The Enterprise 1701-D
Of course, longtime Star Trek fans probably weren’t that surprised at the winner. Of the three ships, the Enterprise-D is the most advanced of them all, so it only makes sense for it to cover the distance that much quicker than the other vessels. However, because even veteran Trek fans have trouble (or should that be tribble?) making heads or tails of how warp speed works, we decided to do a deep, dilithium-filled dive into the subject.
The Warp Scale
In Star Trek: The Original Series, the warp scale started with the speed of light, meaning that a ship traveling at “warp one” would be traveling at the exact speed of light. This is relatively slow: ships traveling this speed would require more than 15 minutes just to travel from Earth to Jupiter. And if it were traveling a bit farther–say, from Earth to nearby Alpha Centauri–it would take the ship 4.3 years to arrive.
Kirk’s Enterprise Reached Warp 8
Fortunately, Kirk’s Enterprise could go much faster than that: in Star Trek: The Original Series, the maximum speed was warp eight, and at that speed, it would take 3.09 days to travel from Earth to Alpha Centauri in a ship. Why, then, didn’t Kirk always travel at maximum warp? Back in his day, warping around would permanently decrystallize the dilithium crystals that powered the warp drive, and this required ships to be a bit more conservative with resources while traveling the galaxy.
By the time Captain Picard was commanding the Enterprise-D in Star Trek: The Next Generation, he had it a bit easier because dilithium could now be recrystallized, allowing ships to effectively reuse the crystals for travel.
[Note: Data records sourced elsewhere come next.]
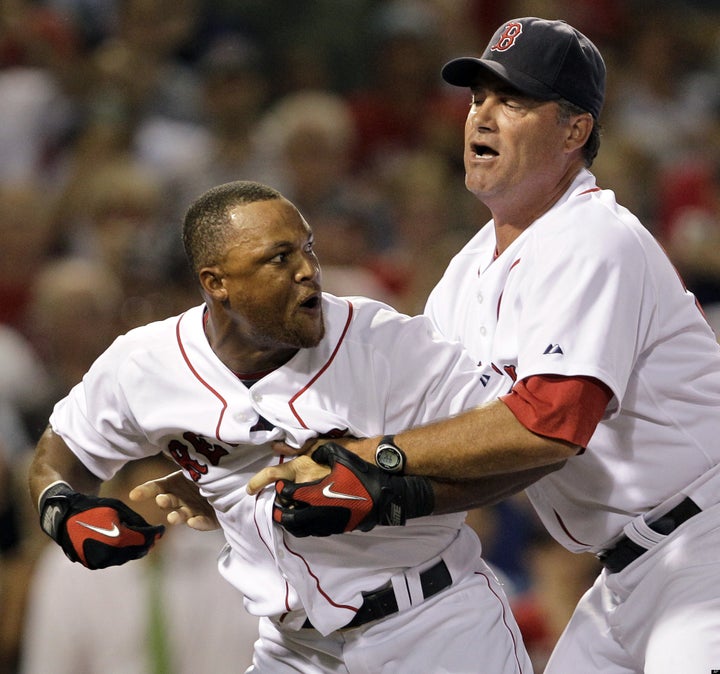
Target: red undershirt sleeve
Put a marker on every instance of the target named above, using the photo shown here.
(564, 408)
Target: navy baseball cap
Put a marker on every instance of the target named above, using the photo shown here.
(543, 59)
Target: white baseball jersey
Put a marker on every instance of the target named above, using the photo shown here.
(161, 387)
(587, 291)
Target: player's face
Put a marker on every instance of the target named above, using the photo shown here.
(272, 278)
(515, 149)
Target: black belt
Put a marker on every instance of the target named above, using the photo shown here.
(382, 603)
(626, 550)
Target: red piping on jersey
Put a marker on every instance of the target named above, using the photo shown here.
(504, 619)
(566, 530)
(201, 380)
(501, 294)
(322, 369)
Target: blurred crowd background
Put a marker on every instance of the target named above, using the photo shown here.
(116, 114)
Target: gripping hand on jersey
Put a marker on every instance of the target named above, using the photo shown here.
(95, 531)
(354, 495)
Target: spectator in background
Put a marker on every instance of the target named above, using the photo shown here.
(26, 235)
(74, 315)
(117, 218)
(222, 148)
(402, 106)
(429, 209)
(308, 138)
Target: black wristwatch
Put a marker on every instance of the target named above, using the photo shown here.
(389, 456)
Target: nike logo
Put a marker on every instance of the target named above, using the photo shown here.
(329, 493)
(113, 532)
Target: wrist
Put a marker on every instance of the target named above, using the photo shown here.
(53, 506)
(389, 457)
(419, 496)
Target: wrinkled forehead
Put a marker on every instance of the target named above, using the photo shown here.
(266, 223)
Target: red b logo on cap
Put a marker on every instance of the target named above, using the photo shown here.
(508, 37)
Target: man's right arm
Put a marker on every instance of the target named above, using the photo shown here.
(54, 462)
(94, 531)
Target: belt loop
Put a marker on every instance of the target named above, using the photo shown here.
(402, 592)
(414, 587)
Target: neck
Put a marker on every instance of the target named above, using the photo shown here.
(240, 355)
(513, 216)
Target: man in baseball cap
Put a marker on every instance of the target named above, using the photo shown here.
(546, 60)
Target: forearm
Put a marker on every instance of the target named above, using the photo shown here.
(481, 442)
(54, 461)
(454, 496)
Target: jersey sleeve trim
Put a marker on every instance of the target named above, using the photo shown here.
(564, 408)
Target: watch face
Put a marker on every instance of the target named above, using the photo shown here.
(389, 458)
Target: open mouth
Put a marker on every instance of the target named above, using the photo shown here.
(312, 302)
(483, 151)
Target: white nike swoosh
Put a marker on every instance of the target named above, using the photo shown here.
(114, 532)
(329, 493)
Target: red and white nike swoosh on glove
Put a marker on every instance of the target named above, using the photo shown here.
(95, 531)
(355, 495)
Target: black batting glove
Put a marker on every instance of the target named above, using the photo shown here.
(97, 532)
(355, 495)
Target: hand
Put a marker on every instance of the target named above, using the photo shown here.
(353, 495)
(180, 498)
(363, 447)
(97, 532)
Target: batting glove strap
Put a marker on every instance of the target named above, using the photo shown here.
(355, 495)
(94, 531)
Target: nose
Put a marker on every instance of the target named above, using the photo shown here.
(482, 114)
(308, 269)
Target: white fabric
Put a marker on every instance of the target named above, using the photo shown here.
(86, 622)
(586, 290)
(658, 616)
(376, 371)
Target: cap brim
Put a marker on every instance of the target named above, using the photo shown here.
(468, 71)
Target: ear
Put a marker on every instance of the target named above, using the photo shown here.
(579, 128)
(212, 283)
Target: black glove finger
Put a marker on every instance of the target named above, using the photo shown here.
(286, 491)
(98, 537)
(319, 521)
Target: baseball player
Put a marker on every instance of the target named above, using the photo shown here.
(268, 357)
(607, 360)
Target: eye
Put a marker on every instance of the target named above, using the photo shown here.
(279, 258)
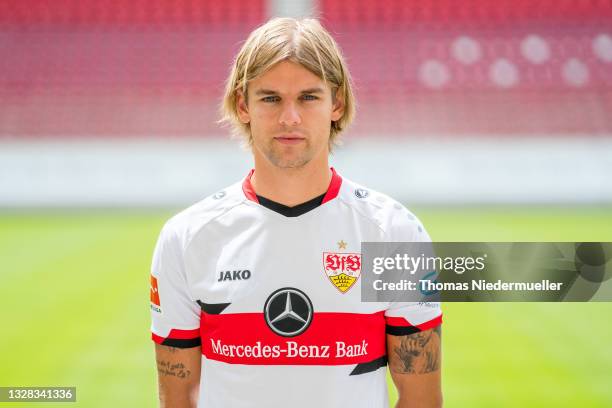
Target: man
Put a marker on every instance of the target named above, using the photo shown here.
(256, 289)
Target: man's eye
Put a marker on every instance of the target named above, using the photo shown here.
(270, 99)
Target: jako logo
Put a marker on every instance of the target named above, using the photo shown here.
(234, 275)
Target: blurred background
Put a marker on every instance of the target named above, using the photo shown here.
(492, 120)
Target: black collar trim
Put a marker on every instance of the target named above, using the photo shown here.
(294, 211)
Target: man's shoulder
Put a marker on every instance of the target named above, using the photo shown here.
(395, 220)
(187, 222)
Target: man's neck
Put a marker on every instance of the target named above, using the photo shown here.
(291, 187)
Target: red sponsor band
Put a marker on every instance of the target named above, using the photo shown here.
(331, 339)
(402, 322)
(177, 334)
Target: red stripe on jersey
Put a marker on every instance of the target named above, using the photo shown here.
(332, 190)
(247, 187)
(402, 322)
(331, 339)
(334, 187)
(176, 334)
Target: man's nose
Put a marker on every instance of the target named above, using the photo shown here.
(289, 115)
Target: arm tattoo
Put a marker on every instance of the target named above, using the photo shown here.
(167, 368)
(418, 353)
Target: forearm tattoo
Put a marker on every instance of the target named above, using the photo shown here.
(167, 368)
(418, 353)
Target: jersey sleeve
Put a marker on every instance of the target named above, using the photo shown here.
(175, 316)
(404, 318)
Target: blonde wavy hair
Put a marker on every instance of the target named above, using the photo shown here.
(304, 42)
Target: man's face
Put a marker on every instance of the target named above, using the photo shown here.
(290, 111)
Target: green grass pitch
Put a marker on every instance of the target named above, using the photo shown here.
(74, 306)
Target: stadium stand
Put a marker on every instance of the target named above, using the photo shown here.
(478, 67)
(121, 68)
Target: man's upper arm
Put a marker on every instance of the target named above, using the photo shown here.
(175, 325)
(414, 352)
(414, 362)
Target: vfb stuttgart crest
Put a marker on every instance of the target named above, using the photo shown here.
(343, 270)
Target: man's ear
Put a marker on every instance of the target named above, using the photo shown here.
(242, 108)
(338, 105)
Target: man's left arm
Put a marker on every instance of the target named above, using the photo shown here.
(414, 362)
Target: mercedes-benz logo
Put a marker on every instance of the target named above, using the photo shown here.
(288, 312)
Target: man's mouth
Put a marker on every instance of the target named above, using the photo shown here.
(289, 139)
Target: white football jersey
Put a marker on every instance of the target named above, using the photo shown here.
(274, 300)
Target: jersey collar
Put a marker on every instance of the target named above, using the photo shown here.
(332, 190)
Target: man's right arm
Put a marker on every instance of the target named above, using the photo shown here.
(178, 372)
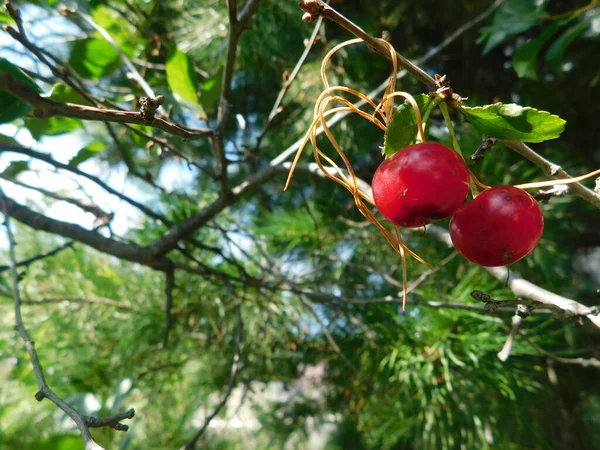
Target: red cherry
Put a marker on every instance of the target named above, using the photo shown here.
(419, 184)
(498, 227)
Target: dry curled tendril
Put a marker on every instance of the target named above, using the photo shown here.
(331, 102)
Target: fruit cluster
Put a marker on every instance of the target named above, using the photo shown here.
(429, 181)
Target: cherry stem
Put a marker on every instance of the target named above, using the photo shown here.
(444, 108)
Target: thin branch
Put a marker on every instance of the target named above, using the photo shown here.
(83, 300)
(317, 8)
(169, 286)
(507, 348)
(553, 170)
(330, 338)
(48, 159)
(235, 369)
(292, 76)
(169, 240)
(526, 292)
(44, 391)
(87, 206)
(45, 108)
(236, 28)
(27, 262)
(134, 74)
(129, 252)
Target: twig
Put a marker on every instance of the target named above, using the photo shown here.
(27, 262)
(291, 77)
(70, 12)
(49, 160)
(83, 300)
(505, 352)
(169, 286)
(317, 8)
(45, 107)
(330, 338)
(87, 206)
(236, 28)
(526, 292)
(44, 391)
(553, 170)
(235, 369)
(401, 74)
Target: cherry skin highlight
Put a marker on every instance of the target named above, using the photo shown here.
(498, 227)
(419, 184)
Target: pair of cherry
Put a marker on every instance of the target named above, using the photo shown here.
(429, 181)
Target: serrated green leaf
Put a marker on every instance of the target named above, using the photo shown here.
(52, 126)
(93, 58)
(63, 93)
(86, 153)
(514, 122)
(15, 168)
(402, 130)
(181, 76)
(13, 107)
(511, 18)
(525, 60)
(211, 90)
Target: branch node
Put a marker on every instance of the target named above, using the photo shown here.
(486, 144)
(524, 311)
(558, 190)
(149, 105)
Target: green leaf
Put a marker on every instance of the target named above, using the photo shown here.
(181, 76)
(402, 130)
(5, 18)
(211, 90)
(93, 58)
(8, 140)
(514, 122)
(557, 50)
(116, 27)
(15, 168)
(511, 18)
(86, 153)
(52, 126)
(13, 107)
(525, 60)
(65, 442)
(63, 93)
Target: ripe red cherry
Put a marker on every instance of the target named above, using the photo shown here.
(419, 184)
(498, 227)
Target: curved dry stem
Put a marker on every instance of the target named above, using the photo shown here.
(346, 176)
(414, 106)
(404, 270)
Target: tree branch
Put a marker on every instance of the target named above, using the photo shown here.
(45, 107)
(83, 422)
(317, 8)
(129, 252)
(552, 170)
(48, 159)
(235, 369)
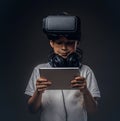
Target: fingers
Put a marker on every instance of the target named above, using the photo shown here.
(79, 82)
(42, 84)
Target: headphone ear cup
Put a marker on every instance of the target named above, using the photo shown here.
(73, 60)
(56, 61)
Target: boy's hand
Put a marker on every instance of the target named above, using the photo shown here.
(42, 84)
(80, 83)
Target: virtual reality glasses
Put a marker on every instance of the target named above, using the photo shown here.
(60, 25)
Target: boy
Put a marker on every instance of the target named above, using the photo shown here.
(63, 105)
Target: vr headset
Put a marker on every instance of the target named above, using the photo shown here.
(60, 25)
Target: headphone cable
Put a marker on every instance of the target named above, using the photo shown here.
(66, 115)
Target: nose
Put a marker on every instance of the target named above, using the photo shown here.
(64, 46)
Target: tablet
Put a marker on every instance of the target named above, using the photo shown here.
(60, 77)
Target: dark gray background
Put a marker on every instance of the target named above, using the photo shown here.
(23, 46)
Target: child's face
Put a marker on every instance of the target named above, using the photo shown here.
(63, 46)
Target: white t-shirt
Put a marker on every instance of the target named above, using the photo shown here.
(63, 105)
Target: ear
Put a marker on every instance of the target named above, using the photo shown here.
(51, 43)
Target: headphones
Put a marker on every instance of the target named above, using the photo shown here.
(73, 60)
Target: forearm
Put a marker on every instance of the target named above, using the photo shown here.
(34, 102)
(90, 103)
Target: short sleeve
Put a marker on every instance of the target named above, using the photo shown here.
(31, 86)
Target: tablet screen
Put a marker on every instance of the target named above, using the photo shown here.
(60, 77)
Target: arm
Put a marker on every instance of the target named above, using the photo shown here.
(34, 102)
(89, 101)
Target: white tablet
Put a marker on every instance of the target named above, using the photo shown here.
(60, 77)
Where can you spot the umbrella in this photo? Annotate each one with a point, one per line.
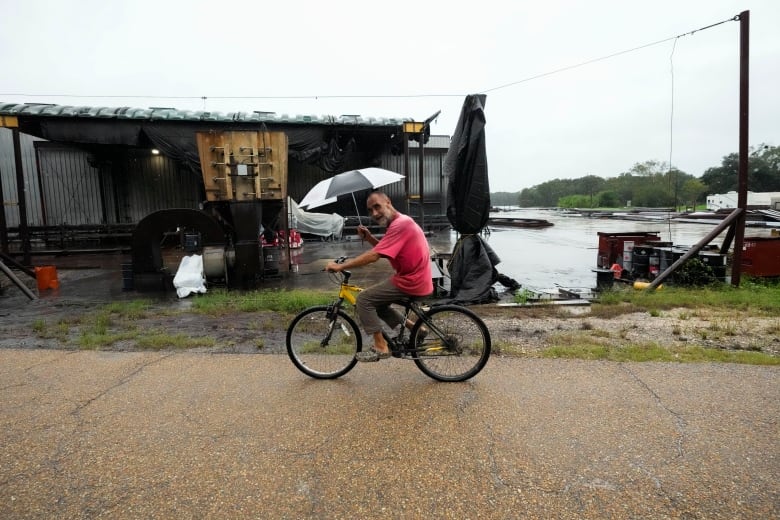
(327, 191)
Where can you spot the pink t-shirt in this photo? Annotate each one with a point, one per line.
(405, 245)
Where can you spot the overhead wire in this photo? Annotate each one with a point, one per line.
(391, 96)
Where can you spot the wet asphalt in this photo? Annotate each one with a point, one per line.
(184, 435)
(91, 434)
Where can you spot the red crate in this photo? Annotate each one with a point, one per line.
(761, 256)
(617, 247)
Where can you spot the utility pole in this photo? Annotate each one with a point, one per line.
(742, 186)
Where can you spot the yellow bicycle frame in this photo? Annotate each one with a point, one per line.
(349, 292)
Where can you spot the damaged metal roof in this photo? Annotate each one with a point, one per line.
(173, 114)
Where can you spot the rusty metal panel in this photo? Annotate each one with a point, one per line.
(141, 183)
(8, 178)
(70, 193)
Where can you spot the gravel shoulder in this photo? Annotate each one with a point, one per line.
(524, 331)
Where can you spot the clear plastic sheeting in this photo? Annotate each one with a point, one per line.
(320, 224)
(189, 278)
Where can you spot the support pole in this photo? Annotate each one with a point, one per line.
(733, 217)
(744, 96)
(26, 290)
(421, 177)
(24, 232)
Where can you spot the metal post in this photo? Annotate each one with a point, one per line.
(3, 223)
(21, 190)
(744, 96)
(406, 171)
(421, 178)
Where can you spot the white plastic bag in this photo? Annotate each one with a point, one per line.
(189, 278)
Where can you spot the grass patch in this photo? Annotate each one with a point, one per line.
(639, 352)
(751, 297)
(220, 302)
(157, 340)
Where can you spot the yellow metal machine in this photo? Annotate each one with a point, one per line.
(243, 166)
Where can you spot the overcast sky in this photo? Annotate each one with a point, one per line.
(677, 99)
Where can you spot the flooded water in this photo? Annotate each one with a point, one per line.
(565, 254)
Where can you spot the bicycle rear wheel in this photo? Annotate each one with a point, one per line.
(456, 346)
(323, 344)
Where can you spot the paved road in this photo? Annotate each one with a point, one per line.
(183, 435)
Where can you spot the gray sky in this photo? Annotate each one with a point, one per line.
(413, 58)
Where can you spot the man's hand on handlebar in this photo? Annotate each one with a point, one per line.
(333, 267)
(363, 232)
(336, 265)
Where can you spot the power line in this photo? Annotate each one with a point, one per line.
(602, 58)
(386, 96)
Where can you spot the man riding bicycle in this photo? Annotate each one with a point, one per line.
(405, 246)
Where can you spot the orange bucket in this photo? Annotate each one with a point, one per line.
(46, 276)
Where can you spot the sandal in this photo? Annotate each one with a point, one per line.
(371, 355)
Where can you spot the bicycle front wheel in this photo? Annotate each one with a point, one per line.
(456, 346)
(323, 344)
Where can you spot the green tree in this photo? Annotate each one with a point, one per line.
(608, 199)
(575, 201)
(693, 191)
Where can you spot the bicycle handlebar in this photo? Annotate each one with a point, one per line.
(345, 274)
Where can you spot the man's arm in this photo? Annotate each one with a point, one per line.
(369, 257)
(366, 235)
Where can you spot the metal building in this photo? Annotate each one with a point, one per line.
(83, 177)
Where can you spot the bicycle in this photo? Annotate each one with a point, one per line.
(447, 342)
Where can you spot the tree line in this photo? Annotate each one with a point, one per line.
(651, 184)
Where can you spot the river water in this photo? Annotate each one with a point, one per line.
(565, 254)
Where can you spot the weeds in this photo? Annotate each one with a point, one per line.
(655, 352)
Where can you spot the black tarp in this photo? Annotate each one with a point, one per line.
(328, 147)
(472, 264)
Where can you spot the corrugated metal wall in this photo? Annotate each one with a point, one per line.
(8, 178)
(140, 184)
(70, 188)
(127, 185)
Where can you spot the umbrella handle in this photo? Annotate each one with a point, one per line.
(357, 211)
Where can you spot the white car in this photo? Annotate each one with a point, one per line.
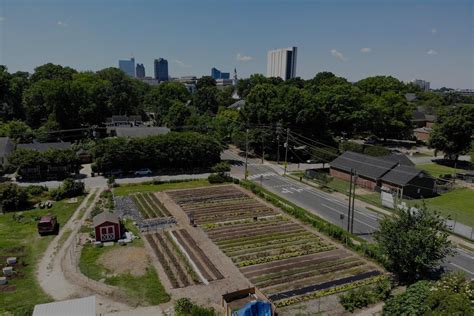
(143, 172)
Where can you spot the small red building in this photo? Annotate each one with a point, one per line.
(107, 227)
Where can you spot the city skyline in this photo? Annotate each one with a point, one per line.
(407, 40)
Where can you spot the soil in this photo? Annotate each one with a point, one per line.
(124, 260)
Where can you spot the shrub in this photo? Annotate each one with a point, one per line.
(36, 190)
(184, 307)
(68, 189)
(12, 197)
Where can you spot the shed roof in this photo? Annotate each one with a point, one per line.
(77, 307)
(105, 217)
(42, 147)
(399, 158)
(402, 175)
(365, 166)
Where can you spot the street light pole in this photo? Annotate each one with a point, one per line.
(246, 151)
(286, 148)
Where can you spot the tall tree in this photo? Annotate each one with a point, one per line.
(415, 242)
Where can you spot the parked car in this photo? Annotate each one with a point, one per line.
(115, 173)
(47, 225)
(143, 172)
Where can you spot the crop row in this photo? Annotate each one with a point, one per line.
(329, 291)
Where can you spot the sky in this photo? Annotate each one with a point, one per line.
(424, 39)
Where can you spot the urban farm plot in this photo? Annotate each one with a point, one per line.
(149, 205)
(285, 260)
(182, 260)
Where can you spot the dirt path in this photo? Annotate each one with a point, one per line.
(50, 274)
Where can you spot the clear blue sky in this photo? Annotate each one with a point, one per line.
(431, 40)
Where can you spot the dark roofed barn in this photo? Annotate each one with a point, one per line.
(107, 227)
(415, 183)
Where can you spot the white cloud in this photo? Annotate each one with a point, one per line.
(181, 64)
(244, 58)
(338, 55)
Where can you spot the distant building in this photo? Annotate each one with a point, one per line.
(217, 74)
(140, 71)
(149, 80)
(128, 66)
(424, 85)
(161, 69)
(282, 63)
Theoretically, this meant that modern Starfleet ships could travel very fast most of the time, but in the TNG episode “Force of Nature,” we are introduced to the idea that high-speed warp travel can actually damage subspace.
The Federation decrees that vessels can’t travel faster than warp 5 except in extreme emergencies, though most later series and films have ignored this “speed limit” altogether.
The Modern Warp Scale And Warp 10
Another change in Picard’s era involved the warp scale itself: to account for faster warp drives (the Enterprise-D could now travel from Earth to Alpha Centauri in 37 hours), the warp scale was reconfigured, which resulted in warp 10 being the new maximum speed.
In Star Trek, warp 10 is meant to be infinite speed and impossible for ships to reach, though in “Threshold,” Tom Paris once reached that speed using a tricked-out shuttle powered by a transwarp drive and exotic new dilithium crystals; however, the Voyager crew never tried this again because it caused a “hyperevolution” effect that transformed Paris and Captain Janeway into lizards (no, really).
As you can tell, many of the specifics of warp travel in Star Trek are so weird that only Scotty can figure them out, and we’re pretty sure having to keep the warp core running is why he took up drinking. Still, we hope this guide has helped you learn more about just how fast all of the ships in Star Trek are and what keeps them flying. If nothing else, you now know the cardinal rule that Captain Janeway and the Voyager crew learned about traveling faster than the speed of light: never go full lizard.